Field Poll: Poll Shows Nov. 8 Election Opposed
Nearly three out of five registered voters in California think that Gov. Arnold Schwarzenegger should call off the special election he has set for November, according to a Field Poll released Thursday.
While 57 percent of voters want the election canceled, Schwarzenegger also saw his approval rating slip to an all-time Field Poll low of 36 percent.
But the good news for Schwarzenegger is that his bad news, as measured by the poll, may have bottomed out. The 36 percent figure represented a drop of only one percentage point from the previous Field Poll released in June - despite waves of bad publicity over the governor's since-abandoned $5 million magazine deal as well as coverage of Schwarzenegger's relationship with a masseuse who was not his wife.
"He's not in a free fall anymore," Field Poll Director Mark DiCamillo said. "You look at the two previous polls, there was significant decline. Now, it's stabilized. He's kind of reached the bottom."
While his personal political hemorrhaging may have stopped, the governor still needs something of a transfusion to save his pet project - the Nov. 8 special election.
In the fall's balloting, Schwarzenegger is asking voters to give him more budget-cutting power, to place legislative redistricting in the hands of retired judges and to make public school teachers work five years instead of two before they get tenure.
The poll released Thursday was taken Aug. 19 through Monday, one day after Schwarzenegger announced that negotiations with legislative leaders had failed to resolve his issues.
According to the poll, California voters continue to be turned off by the concept of the special election. Fifty-seven percent of registered voters oppose the idea of the Nov. 8 special election and want him to call it off, the survey said.
When told the cost of the election, even more voters - 63 percent - oppose the balloting, the poll shows.
"The public has never been on board with that," DiCamillo said. "The public is saying call it off."
Schwarzenegger's camp, however, believes the public will have a different take on the special election - not to mention its gubernatorial figurehead - once the campaign starts next week.
Campaign spokesman Todd Harris attributed Schwarzenegger's popularity decline to the "tens of millions of dollars" his Democratic and union-based opponents have spent this year on television advertising, and he took heart in the atrocious ratings the public continues to bestow upon the Legislature.
In Thursday's Field Poll, only 27 percent of registered voters gave the Legislature a thumbs up (a 3 percent climb for the lawmakers from the June survey).
Harris' comments Thursday suggest the Schwarzenegger side can't wait to rumble, in spite of the public's negative reaction to the special election in the Field survey.
"It's pretty clear based on the survey this is going to be a campaign between a reform-minded governor and a do-nothing Legislature controlled by special interests," Harris said. "The public rightly blames the Legislature for the fact there has not been reform in Sacramento, and I think voters understand that as long as the Legislature remains a wholly-owned subsidiary of the union bosses, we will never have reform unless the voters pass it themselves."

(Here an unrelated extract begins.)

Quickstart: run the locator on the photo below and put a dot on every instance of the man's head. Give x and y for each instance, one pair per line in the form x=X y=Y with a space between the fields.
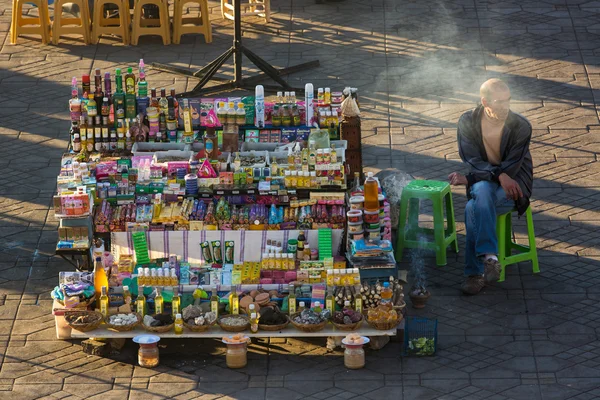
x=495 y=97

Gale Kaufman, the political consultant who is coordinating opposition to Schwarzenegger's package for labor unions and Democrats, viewed the numbers as evidence of a public's disappointment in a leader who let them down.
"Voters started off with a lot of enthusiasm and excitement over this governor and a hope that he'd be different," Kaufman said. "Now you hear people saying he's just another politician."
As for the special election, Kaufman said voter opinion is clear - "they don't like it, so I think the next thing you'll see is them taking that anger and voting with it."
The poll found disapproval of Schwarzenegger's job performance and opposition to his special election pretty much tracking side by side among the California's political subdivisions.
Democrats don't like him or it, registering a 73 percent disapproval rating, with 78 percent asking for the election to be called off. Sixty-seven percent of Republicans approve of Schwarzenegger, and 62 percent want the election to proceed.
Schwarzenegger's approval rating among nonpartisans and third party members, meanwhile, slipped precipitously - to 28 percent (down from 35 percent in June). And they are holding their noses at the special election to the tune of 61 percent.
And it is the special election, poll director DiCamillo said, that is turning nonpartisans against Schwarzenegger.
"The thing about the political psyche of nonpartisans - the reason they tend to be nonpartisan - is they recoil against extreme partisan politics going on in America," DiCamillo said.
"One of the main reasons Schwarzenegger was elected was that he brought a message that we don't need extreme partisanship. In the first year, that played out, and the public rewarded him. But now that has totally shifted, with a return to confrontation and extreme partisanship and the ad wars that have cropped up in reaction to what he brought about."
The poll was based on a random sample of 1,301 adult California residents, of which 891 were registered voters. It has a margin of error of plus or minus 3.4 percentage points.